Comparaison des sanctions pour infractions similaires
Replacer le franchissement d’un feu rouge dans le panorama des infractions routières permet de mieux en mesurer la gravité relative. Le tableau suivant compare les principales sanctions applicables en France selon le Code de la route en vigueur.
| Infraction | Amende forfaitaire | Points retirés | Classe de contravention | Suspension possible |
|---|---|---|---|---|
| Franchissement d’un feu rouge | 135 € | 4 points | 4e classe | Oui (jusqu’à 3 ans) |
| Excès de vitesse (20 à 30 km/h au-dessus) | 135 € | 3 points | 4e classe | Non (sauf récidive) |
| Excès de vitesse (50 km/h et plus) | 1 500 € | 6 points | Délictuelle | Oui (jusqu’à 3 ans) |
| Conduite sous l’emprise de l’alcool (taux délictuel) | 4 500 € (amende pénale) | 6 points | Délit | Oui (obligatoire) |
| Usage du téléphone au volant | 135 € | 3 points | 4e classe | Non |
Ce tableau révèle une donnée souvent ignorée : le franchissement d’un feu rouge retire davantage de points qu’un excès de vitesse modéré, alors que les amendes sont identiques. Sur l’échelle des risques pour le permis, griller un feu rouge se rapproche donc des infractions les plus graves, bien loin de l’image anodine qu’on lui prête. La suspension du permis est par ailleurs une sanction complémentaire que le juge du tribunal de police peut prononcer, indépendamment de la contravention initiale, si les circonstances l’exigent.
Ce que dit vraiment la loi sur le franchissement des feux
Au-delà des sanctions chiffrées, le cadre légal du franchissement des feux rouges recèle des subtilités que même les conducteurs expérimentés méconnaissent. L’article R412-30 du Code de la route, accessible sur Légifrance, distingue plusieurs situations : le franchissement d’un feu rouge fixe, le non-respect d’un feu clignotant, et le cas particulier des feux directionnels. Chacune de ces configurations n’entraîne pas exactement les mêmes conséquences procédurales.
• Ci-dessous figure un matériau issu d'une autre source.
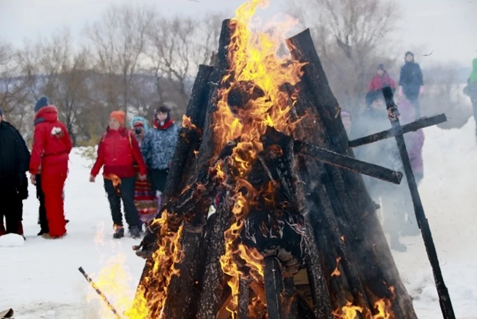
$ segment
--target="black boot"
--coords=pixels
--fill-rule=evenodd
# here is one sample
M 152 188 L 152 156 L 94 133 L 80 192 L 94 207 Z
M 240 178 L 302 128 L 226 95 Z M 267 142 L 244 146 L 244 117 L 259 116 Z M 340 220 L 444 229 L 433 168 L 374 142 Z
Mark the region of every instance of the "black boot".
M 129 228 L 129 233 L 131 237 L 135 239 L 141 237 L 141 230 L 137 226 L 133 226 Z
M 113 234 L 113 238 L 114 239 L 120 239 L 124 237 L 124 228 L 122 226 L 114 226 L 114 234 Z
M 49 233 L 49 232 L 50 232 L 50 231 L 49 231 L 49 230 L 47 230 L 47 229 L 41 229 L 41 230 L 40 230 L 40 233 L 38 233 L 37 234 L 36 234 L 36 236 L 41 236 L 43 235 L 44 234 L 48 234 L 48 233 Z

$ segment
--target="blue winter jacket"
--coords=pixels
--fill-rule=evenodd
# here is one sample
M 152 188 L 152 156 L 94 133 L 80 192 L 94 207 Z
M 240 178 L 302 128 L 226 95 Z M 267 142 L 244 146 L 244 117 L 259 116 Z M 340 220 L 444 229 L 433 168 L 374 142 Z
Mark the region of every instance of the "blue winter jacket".
M 178 126 L 172 124 L 165 129 L 155 127 L 147 132 L 141 144 L 141 151 L 149 168 L 169 168 L 174 156 L 179 129 Z

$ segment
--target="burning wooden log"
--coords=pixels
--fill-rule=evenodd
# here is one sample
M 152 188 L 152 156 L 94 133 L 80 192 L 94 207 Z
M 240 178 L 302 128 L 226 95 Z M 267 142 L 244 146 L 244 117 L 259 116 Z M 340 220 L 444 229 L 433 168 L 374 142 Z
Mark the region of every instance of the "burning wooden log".
M 306 132 L 306 134 L 297 137 L 317 146 L 353 157 L 339 117 L 339 107 L 330 89 L 309 30 L 289 39 L 287 43 L 294 58 L 308 62 L 303 67 L 303 80 L 298 83 L 299 90 L 296 104 L 299 115 L 309 112 L 308 118 L 298 124 L 301 130 L 296 131 L 298 134 Z M 321 200 L 318 199 L 316 204 L 321 209 L 310 213 L 316 214 L 321 211 L 325 213 L 328 220 L 337 222 L 339 229 L 334 229 L 333 233 L 335 236 L 344 236 L 344 246 L 342 246 L 342 249 L 345 250 L 342 252 L 347 253 L 349 257 L 346 258 L 349 260 L 347 262 L 355 268 L 354 271 L 350 269 L 354 273 L 349 274 L 350 278 L 345 279 L 345 276 L 342 277 L 343 280 L 358 278 L 361 285 L 356 284 L 364 288 L 363 290 L 357 287 L 361 291 L 359 296 L 355 297 L 361 299 L 362 294 L 362 298 L 365 299 L 356 302 L 366 302 L 367 304 L 360 306 L 372 310 L 374 303 L 380 298 L 391 300 L 394 297 L 390 289 L 393 287 L 396 292 L 393 302 L 395 318 L 416 318 L 412 300 L 399 276 L 376 215 L 375 206 L 362 177 L 359 174 L 328 164 L 319 166 L 321 166 L 319 176 L 321 176 L 321 183 L 318 188 L 326 194 L 323 197 L 320 196 L 319 192 L 316 193 L 316 198 L 321 197 Z M 317 172 L 309 171 L 307 174 L 302 171 L 301 175 L 302 178 L 306 178 L 305 175 Z M 319 190 L 314 189 L 313 184 L 310 183 L 306 183 L 304 186 L 306 193 L 313 194 Z M 323 200 L 326 199 L 327 200 Z M 313 219 L 322 220 L 319 215 Z M 314 227 L 316 232 L 318 230 L 317 226 L 315 224 Z M 322 245 L 321 252 L 322 255 L 326 255 L 326 247 Z M 328 273 L 330 273 L 329 271 L 335 266 L 334 264 L 326 265 Z M 335 304 L 335 307 L 339 306 Z
M 360 175 L 402 174 L 354 159 L 308 30 L 287 40 L 293 60 L 264 55 L 276 78 L 247 78 L 260 62 L 239 59 L 240 21 L 199 69 L 136 302 L 147 318 L 331 319 L 385 300 L 389 318 L 415 318 Z M 313 310 L 292 279 L 303 268 Z

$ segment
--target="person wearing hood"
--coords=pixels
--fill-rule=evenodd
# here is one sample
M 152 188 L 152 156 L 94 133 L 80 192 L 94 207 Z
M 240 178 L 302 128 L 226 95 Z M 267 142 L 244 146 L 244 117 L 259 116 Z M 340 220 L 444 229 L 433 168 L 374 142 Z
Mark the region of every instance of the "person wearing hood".
M 23 235 L 22 201 L 28 197 L 26 172 L 29 161 L 30 152 L 25 140 L 5 120 L 0 108 L 0 236 Z
M 41 167 L 41 189 L 48 223 L 47 239 L 66 235 L 63 188 L 68 174 L 68 160 L 73 145 L 64 124 L 58 120 L 56 107 L 43 96 L 35 105 L 35 132 L 30 160 L 32 183 Z
M 141 151 L 150 168 L 149 177 L 153 189 L 160 200 L 165 188 L 179 128 L 170 118 L 170 108 L 163 104 L 156 109 L 154 123 L 154 127 L 146 134 Z
M 377 91 L 385 86 L 389 86 L 394 92 L 397 85 L 396 81 L 388 73 L 384 64 L 378 66 L 378 71 L 368 85 L 368 92 Z
M 367 94 L 366 99 L 367 108 L 351 125 L 352 138 L 366 136 L 391 128 L 382 92 L 370 92 Z M 415 111 L 410 101 L 403 97 L 397 105 L 402 124 L 414 120 Z M 346 118 L 346 114 L 342 114 L 342 117 Z M 417 182 L 423 177 L 422 150 L 424 137 L 422 130 L 404 135 L 411 166 Z M 394 139 L 361 146 L 355 149 L 355 154 L 356 158 L 361 160 L 394 170 L 402 170 L 399 151 Z M 375 201 L 381 197 L 383 201 L 382 209 L 385 213 L 384 229 L 390 235 L 391 249 L 405 251 L 406 247 L 399 241 L 399 236 L 419 235 L 412 199 L 406 183 L 403 181 L 400 185 L 396 185 L 368 176 L 363 176 L 363 178 L 371 197 Z
M 146 179 L 147 173 L 138 141 L 125 127 L 125 119 L 126 114 L 122 111 L 114 111 L 109 115 L 109 125 L 98 145 L 97 158 L 89 176 L 89 181 L 94 183 L 103 167 L 104 190 L 113 219 L 113 238 L 116 239 L 124 236 L 121 200 L 131 237 L 135 239 L 140 237 L 139 218 L 134 205 L 135 162 L 138 166 L 140 179 Z
M 467 85 L 464 88 L 464 93 L 471 98 L 474 108 L 474 117 L 477 124 L 477 59 L 472 61 L 472 71 L 467 80 Z M 477 137 L 477 128 L 476 136 Z
M 144 117 L 136 116 L 131 121 L 131 133 L 134 134 L 140 147 L 146 133 L 149 130 L 147 121 Z M 135 163 L 138 171 L 134 185 L 134 205 L 139 215 L 139 219 L 148 226 L 158 214 L 158 202 L 156 192 L 153 190 L 151 182 L 140 178 L 139 165 Z
M 424 80 L 422 72 L 419 64 L 416 63 L 414 54 L 407 51 L 404 56 L 405 63 L 401 68 L 399 78 L 399 94 L 404 95 L 415 109 L 416 119 L 420 117 L 419 95 L 424 93 Z

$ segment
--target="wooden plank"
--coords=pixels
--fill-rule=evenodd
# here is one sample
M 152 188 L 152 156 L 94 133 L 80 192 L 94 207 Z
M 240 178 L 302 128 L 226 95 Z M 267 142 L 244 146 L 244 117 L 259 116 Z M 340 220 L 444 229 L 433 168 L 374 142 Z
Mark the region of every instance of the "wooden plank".
M 385 140 L 397 135 L 405 134 L 410 132 L 415 132 L 425 127 L 432 126 L 447 121 L 446 115 L 439 114 L 430 117 L 422 117 L 415 122 L 408 123 L 400 127 L 400 128 L 391 128 L 368 136 L 361 137 L 350 141 L 348 145 L 350 148 L 356 148 L 366 144 L 370 144 L 378 141 Z
M 400 130 L 400 124 L 399 119 L 394 116 L 397 113 L 397 106 L 394 103 L 393 93 L 389 87 L 383 88 L 383 93 L 384 94 L 386 101 L 386 108 L 388 114 L 390 114 L 389 119 L 391 125 L 396 131 Z M 432 272 L 434 274 L 434 279 L 436 287 L 437 289 L 437 293 L 439 295 L 439 304 L 441 310 L 445 319 L 455 319 L 456 315 L 454 313 L 452 303 L 451 301 L 450 295 L 446 284 L 444 281 L 442 271 L 439 263 L 439 258 L 437 257 L 437 252 L 436 246 L 432 239 L 432 234 L 427 219 L 426 218 L 425 213 L 424 211 L 424 207 L 421 201 L 421 197 L 417 190 L 417 183 L 416 183 L 412 168 L 411 167 L 411 162 L 409 159 L 409 155 L 406 149 L 406 144 L 404 142 L 404 136 L 402 135 L 396 135 L 395 137 L 396 142 L 398 143 L 398 148 L 402 161 L 402 166 L 406 174 L 406 179 L 407 180 L 407 185 L 411 192 L 411 197 L 412 198 L 412 203 L 414 205 L 414 210 L 416 214 L 416 219 L 417 220 L 417 225 L 421 229 L 421 234 L 422 239 L 426 246 L 426 251 L 429 258 L 431 266 L 432 267 Z
M 280 292 L 283 286 L 278 261 L 274 257 L 267 257 L 264 261 L 265 295 L 267 299 L 268 318 L 283 319 Z

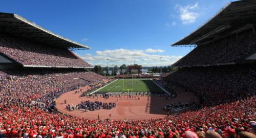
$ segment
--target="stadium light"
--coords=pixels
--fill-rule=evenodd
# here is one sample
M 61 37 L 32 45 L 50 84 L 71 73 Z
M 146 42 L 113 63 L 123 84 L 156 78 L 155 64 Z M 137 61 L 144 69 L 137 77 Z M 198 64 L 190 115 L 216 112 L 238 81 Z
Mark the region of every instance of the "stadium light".
M 160 70 L 161 70 L 161 74 L 160 76 L 162 75 L 162 58 L 163 57 L 160 57 Z
M 106 59 L 106 66 L 108 67 L 108 73 L 106 74 L 106 75 L 108 76 L 108 74 L 109 74 L 109 60 L 110 59 L 107 58 Z

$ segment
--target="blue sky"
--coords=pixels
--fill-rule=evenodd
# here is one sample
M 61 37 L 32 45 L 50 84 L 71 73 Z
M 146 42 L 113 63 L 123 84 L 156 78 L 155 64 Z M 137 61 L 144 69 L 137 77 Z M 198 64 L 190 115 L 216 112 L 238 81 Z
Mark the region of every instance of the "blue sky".
M 93 65 L 168 65 L 189 51 L 173 48 L 229 1 L 1 1 L 16 13 L 91 50 L 75 51 Z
Les feux directionnels, signalés par une flèche verte, autorisent le passage dans une direction précise même lorsque le feu général est rouge. Un conducteur qui tourne à droite sur flèche verte doit néanmoins céder le passage aux piétons et cyclistes. Méconnaître cette règle peut entraîner une verbalisation pour non-respect du signal, même si le conducteur croyait avoir le droit de passer.
La question de la preuve dans les contestations mérite également attention. Lorsqu’un radar automatique enregistre une infraction, la présomption pèse sur le titulaire du certificat d’immatriculation. Ce dernier peut désigner un autre conducteur, mais la procédure impose des délais stricts et une déclaration formelle. Toute omission dans cette démarche expose à une amende supplémentaire pour défaut de désignation, fixée à 450 euros.
Certains conducteurs invoquent l’état de nécessité pour justifier un franchissement de feu rouge : urgence médicale, danger imminent. Cette notion juridique existe dans le droit pénal français, mais les tribunaux l’apprécient de manière très restrictive. L’urgence doit être réelle, imminente et proportionnée. Conduire un proche aux urgences ne suffit pas systématiquement à exonérer le conducteur, surtout si les circonstances n’ont pas été documentées sur le moment. Seul un professionnel du droit peut évaluer si un tel argument tient dans un dossier précis.
La vigilance aux carrefours n’est pas qu’une obligation morale. C’est une exigence légale dont les contours sont précisément définis, avec des sanctions calibrées pour décourager la prise de risque. Connaître ces règles, c’est déjà choisir de conduire différemment.